Of Economics, Resources & Energy
It is as well to put Economics into perspective. Let us take a step off the earth and view the activites of this curious[human] race from, let’s say, the moon. Let’s pretend we have landed there from another planet and are making a few observations:
From this vantage point the human race has had many ups and downs in its short history – but over the last three hundred years has built a dominant position on the Earth. A cornerstone of its success appears to be its means of managing its growth and development by controlling the distribution of its products and resources. It has assigned this means the label ‘Economics’.
Economics it defines as the branch of social science that deals with the production and distribution and consumption of goods and services and their management
‘Goods’ are produced from raw materials, human effort, energy with the application of knowledge.
‘Services’ are delivered by human effort, utilisation of goods and energy, and the application of knowledge.
By observation economics appears to be the process by which individual effort, energy and raw material are distributed. Distribution seems to be mostly from the less organised cultures to the more organised cultures.
This race has been extraordinarly successful in developing all the key ingredients of its ‘Economy’:
o global person productivity has increased (this is different from population)
o knowledge has grown enormously
o raw materials are still abundant
o energy has been procured without any clear restriction
These elements are inter-dependent. Its global economic model is dependent on all these components continuing to grow and remain in balance. There are really no clear restrictions to this race’s abiltity to develop and apply knowledge, nor to produce and educate its people. The theory seems cognizant of some resources it extracts from the earth – but not all. Its position on energy is not clear.

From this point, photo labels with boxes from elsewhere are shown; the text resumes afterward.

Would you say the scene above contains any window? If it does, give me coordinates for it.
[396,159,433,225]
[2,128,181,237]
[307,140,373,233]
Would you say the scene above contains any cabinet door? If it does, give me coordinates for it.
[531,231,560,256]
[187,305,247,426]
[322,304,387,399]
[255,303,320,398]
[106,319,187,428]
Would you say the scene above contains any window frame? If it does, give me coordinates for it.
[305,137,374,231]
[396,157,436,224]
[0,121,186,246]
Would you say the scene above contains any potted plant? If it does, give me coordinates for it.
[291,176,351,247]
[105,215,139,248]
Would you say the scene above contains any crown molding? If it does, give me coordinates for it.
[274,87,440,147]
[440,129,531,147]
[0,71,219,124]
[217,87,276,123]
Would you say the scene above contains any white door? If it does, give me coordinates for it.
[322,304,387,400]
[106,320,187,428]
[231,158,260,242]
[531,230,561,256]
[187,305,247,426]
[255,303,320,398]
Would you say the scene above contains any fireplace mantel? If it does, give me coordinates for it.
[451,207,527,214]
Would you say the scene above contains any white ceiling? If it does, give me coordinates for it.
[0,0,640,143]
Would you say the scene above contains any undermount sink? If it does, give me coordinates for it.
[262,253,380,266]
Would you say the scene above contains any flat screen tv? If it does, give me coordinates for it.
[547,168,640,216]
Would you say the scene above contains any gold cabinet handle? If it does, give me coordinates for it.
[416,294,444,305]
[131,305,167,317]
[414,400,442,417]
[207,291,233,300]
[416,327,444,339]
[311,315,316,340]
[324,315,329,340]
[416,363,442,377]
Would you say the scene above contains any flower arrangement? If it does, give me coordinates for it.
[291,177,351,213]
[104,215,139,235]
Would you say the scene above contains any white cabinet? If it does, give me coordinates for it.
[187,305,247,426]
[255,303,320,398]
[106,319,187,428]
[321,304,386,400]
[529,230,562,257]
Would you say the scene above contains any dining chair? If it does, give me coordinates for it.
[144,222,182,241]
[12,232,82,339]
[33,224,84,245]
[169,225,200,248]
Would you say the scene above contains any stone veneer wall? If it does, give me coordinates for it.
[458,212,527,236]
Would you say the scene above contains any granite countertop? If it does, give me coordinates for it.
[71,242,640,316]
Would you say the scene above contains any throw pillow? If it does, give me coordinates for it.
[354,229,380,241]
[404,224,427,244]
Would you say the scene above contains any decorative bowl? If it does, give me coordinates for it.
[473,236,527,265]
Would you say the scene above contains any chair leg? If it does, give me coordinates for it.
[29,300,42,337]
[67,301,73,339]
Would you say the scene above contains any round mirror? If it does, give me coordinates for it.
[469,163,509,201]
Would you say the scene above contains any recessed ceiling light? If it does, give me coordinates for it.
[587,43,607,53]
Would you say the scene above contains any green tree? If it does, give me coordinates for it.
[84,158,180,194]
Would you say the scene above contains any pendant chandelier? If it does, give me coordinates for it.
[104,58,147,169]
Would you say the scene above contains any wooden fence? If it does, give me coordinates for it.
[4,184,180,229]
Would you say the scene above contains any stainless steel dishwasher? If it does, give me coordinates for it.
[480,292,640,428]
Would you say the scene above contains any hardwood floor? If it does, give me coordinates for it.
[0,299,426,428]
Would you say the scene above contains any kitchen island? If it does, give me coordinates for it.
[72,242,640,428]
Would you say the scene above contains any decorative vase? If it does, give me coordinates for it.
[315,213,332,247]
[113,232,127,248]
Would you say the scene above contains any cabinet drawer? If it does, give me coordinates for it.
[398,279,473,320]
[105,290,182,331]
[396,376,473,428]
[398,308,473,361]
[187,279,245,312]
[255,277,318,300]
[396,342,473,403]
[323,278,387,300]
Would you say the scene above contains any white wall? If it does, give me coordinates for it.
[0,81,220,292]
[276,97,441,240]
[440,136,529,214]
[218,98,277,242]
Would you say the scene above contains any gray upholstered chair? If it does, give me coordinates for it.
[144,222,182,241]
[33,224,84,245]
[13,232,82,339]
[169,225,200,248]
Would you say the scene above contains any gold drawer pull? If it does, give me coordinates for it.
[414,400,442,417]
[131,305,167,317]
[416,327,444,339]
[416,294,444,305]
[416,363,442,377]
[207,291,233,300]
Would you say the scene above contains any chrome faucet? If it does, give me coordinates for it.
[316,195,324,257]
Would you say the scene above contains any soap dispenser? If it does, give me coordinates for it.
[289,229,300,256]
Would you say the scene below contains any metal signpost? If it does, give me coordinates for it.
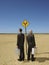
[22,20,29,54]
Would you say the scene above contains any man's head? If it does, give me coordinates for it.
[19,28,22,33]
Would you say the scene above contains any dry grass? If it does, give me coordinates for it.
[0,34,49,65]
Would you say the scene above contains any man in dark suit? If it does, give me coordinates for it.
[27,30,36,61]
[17,29,24,61]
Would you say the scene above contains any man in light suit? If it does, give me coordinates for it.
[17,28,24,61]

It would appear that its theory of Economics is based on unlimited and non-degrading resources, and unlimited energy. It has the fundamental limitation of not accounting for either ‘energy’ or ‘resources’, including ‘resource degredation’. Furthermore it has no strategic focus. The feedback mechanisms are based on very short term bases that make no provision for longer term situations. It is therefore a flawed theory that will only work whilst its base conditions apply.
For example the theory confuses the concepts of ‘energy resources’ and ‘energy supply’. This planet still has a lot of ‘energy resources’. However it is hugely dependent on it developing the means of extracting net energy. It has had a very easy ride thus far – and consumed nearly half of the easily available energy resources on the planet. Some individuals now recognise the imminence of what they call 'Peak Oil'. Whilst they still have half the easily extracted oil to go - sustaining production, let alone expanding it, will require development of resources that are more difficult to extract, and produce a lower net energy gain.
Resources and wealth are also not evenly distributed. Those sub-groups able to combine a stable non-suppressive culture with access to energy and other resources have flourished. In doing so they have built increasingly sophisticated cultures that have re-inforced knowledge development, cultural mechanisms and technology. This combination has given these groups the means to dominate world resources.
By way of example, its ‘Nigerians’ only get a fraction of the wealth that stems from their oil because they couldn’t develop it themselves. The lack of cultural stability (however it arose) hasn’t allowed them to build a growing cultural order. Political unrest, therefore, may well upset their tenuous economic model.
Further observations can be made on the impact this races’ usage of energy and land on its atmospheric resource. The economic theory does not seem to account for this at all. Attempts now seem to be being made – which are evidence of the beginnings of a strategic component to the theory and inclusion of resource degredation. These evolving mechanisms may, however, be too little too late.